TIGR Bos taurus Gene Index
Definitions:
Protocol for Assembly of ESTs and Transcripts
Preparation of EST data
- Sequences were extracted from dbEST and were subjected to quality control screening (vector, polyA, T, or CT removal, minimum length = 100 bp, < 3% N).
Preparation of non-redundant Bos taurus transcript (ET) database
- All Bos taurus sequences from GenBank were extracted.
- Non-coding sequences were discarded and cDNAs and coding sequences from genomic entries were saved.
- Redundant entries for the same gene were removed, retaining link to accession number.
- Sequences and related information are stored in TIGR's Expressed Gene Anatomy Database (EGAD).
- The curated ET data set is available as a multiple FastA format file. Please see the EGAD main page for more information.
Assembly
- Cleaned EST sequences and non-redundant transcript (ET) sequences were combined.
- Using the CAP3 Sequence Assembly Program sequences were assembled into contigs. TCs are consensus sequences based on two or more ESTs (and possibly an ET) that overlap for at least 40 bases with at least 95% sequence identity. These strict criteria help minimize the creation of chimeric contigs. These contigs are assigned a TC (Tentative Bos taurus Consensus) number. TCs may comprise ESTs derived from different tissues.
- The best hits for TC's were assigned by searching the TC set against a
non-redundant amino acid database(nraa) using a search method developed in
house called DNA-Protein Search, DPS (Microbial and Comparative Genomics,
Vol 1, Number 4 1996). The top five hits based on score (cutoff value of 350)

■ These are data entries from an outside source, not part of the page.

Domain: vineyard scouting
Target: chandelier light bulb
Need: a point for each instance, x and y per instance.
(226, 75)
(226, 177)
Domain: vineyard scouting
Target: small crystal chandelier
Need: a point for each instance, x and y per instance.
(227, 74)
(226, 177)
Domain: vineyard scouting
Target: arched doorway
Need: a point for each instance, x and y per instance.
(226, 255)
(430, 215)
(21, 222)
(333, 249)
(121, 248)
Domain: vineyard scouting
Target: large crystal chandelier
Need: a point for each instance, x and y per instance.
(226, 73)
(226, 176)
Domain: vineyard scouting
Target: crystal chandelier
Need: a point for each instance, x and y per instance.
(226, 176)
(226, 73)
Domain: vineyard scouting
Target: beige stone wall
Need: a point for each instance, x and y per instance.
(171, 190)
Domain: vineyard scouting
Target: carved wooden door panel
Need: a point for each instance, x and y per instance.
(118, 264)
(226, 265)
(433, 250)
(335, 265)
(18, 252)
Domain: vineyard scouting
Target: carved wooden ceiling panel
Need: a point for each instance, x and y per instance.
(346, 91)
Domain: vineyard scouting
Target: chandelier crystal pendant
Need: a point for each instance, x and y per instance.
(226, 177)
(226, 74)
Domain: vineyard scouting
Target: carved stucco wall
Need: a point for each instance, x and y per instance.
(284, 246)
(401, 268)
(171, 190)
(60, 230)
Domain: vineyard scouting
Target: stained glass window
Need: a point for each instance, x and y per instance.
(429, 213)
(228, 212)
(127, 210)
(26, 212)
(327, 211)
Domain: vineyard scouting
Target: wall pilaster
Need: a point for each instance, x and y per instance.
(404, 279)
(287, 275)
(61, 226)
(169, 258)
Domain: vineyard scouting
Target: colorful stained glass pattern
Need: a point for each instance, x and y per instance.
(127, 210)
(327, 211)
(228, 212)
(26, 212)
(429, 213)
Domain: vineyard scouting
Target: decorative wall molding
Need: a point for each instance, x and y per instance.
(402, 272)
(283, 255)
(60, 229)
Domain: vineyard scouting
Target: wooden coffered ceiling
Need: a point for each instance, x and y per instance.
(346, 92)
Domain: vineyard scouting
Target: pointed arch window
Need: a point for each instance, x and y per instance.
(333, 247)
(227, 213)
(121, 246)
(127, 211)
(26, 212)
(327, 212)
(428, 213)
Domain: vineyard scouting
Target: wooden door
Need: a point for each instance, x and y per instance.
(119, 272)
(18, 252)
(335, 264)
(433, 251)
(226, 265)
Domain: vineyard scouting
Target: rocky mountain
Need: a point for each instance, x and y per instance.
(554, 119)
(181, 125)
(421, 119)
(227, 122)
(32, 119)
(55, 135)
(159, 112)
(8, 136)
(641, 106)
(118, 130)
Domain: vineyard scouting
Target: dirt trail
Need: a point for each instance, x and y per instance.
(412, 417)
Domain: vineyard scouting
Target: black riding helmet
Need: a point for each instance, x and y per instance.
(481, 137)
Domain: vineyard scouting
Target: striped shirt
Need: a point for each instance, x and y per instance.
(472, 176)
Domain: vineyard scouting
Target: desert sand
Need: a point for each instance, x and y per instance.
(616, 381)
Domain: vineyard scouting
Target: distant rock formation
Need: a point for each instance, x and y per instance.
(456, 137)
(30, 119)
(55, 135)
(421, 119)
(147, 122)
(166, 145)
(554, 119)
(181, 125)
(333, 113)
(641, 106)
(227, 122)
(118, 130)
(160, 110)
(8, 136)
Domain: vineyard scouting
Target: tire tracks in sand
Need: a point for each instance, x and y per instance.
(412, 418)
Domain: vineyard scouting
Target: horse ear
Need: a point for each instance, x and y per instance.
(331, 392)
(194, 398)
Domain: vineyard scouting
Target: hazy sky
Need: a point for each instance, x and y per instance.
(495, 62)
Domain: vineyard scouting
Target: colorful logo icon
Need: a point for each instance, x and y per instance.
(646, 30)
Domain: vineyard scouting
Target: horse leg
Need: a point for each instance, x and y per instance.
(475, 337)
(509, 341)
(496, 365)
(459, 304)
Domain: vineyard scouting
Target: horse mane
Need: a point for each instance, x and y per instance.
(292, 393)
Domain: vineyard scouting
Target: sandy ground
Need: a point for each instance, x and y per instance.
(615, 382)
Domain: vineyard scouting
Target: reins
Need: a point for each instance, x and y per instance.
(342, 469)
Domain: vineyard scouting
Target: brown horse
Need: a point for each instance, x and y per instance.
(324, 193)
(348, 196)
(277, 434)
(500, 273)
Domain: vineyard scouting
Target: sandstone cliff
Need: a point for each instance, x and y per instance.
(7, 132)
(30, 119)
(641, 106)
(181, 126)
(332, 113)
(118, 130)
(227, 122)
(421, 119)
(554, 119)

were selected and displayed for each TC.
Caveats
- TCs are only as good as the ESTs underlying them; there may be chimeric ESTs and thus TCs
- There is still redundancy in the TC set because sequences must match end
to end and at a certain percent identity to be combined
- Directionality of the TCs should not be assumed
- Not all TCs contain protein-coding regions
References related to EST strategy [Entrez links]
Adams, MD et. al., "Complementary DNA sequencing: expressed sequence tags and human genome project" Science 252, 1651-6 (1991) [91262645]
Adams, MD et. al., "Sequence identification of 2,375 human brain genes", Nature 355: 632-4 (1992) [92168112]
Adams, MD et. al., "3,400 new expressed sequence tags identify diversity of transcripts in human brain", Nat Genet 4, 256-67 (1993) [93364420]
Adams, MD et. al., "Rapid cDNA sequencing (expressed sequence tags) from a directionally cloned human infant brain cDNA library", Nat Genet 4, 373-80 (1993) [94004965]
Adams, MD et. al., "Initial assessment of human gene diversity and
expression patterns based upon 83 million nucleotides
of cDNA sequence", Nature 377(Suppl.): 3-174 (1995) [96026280].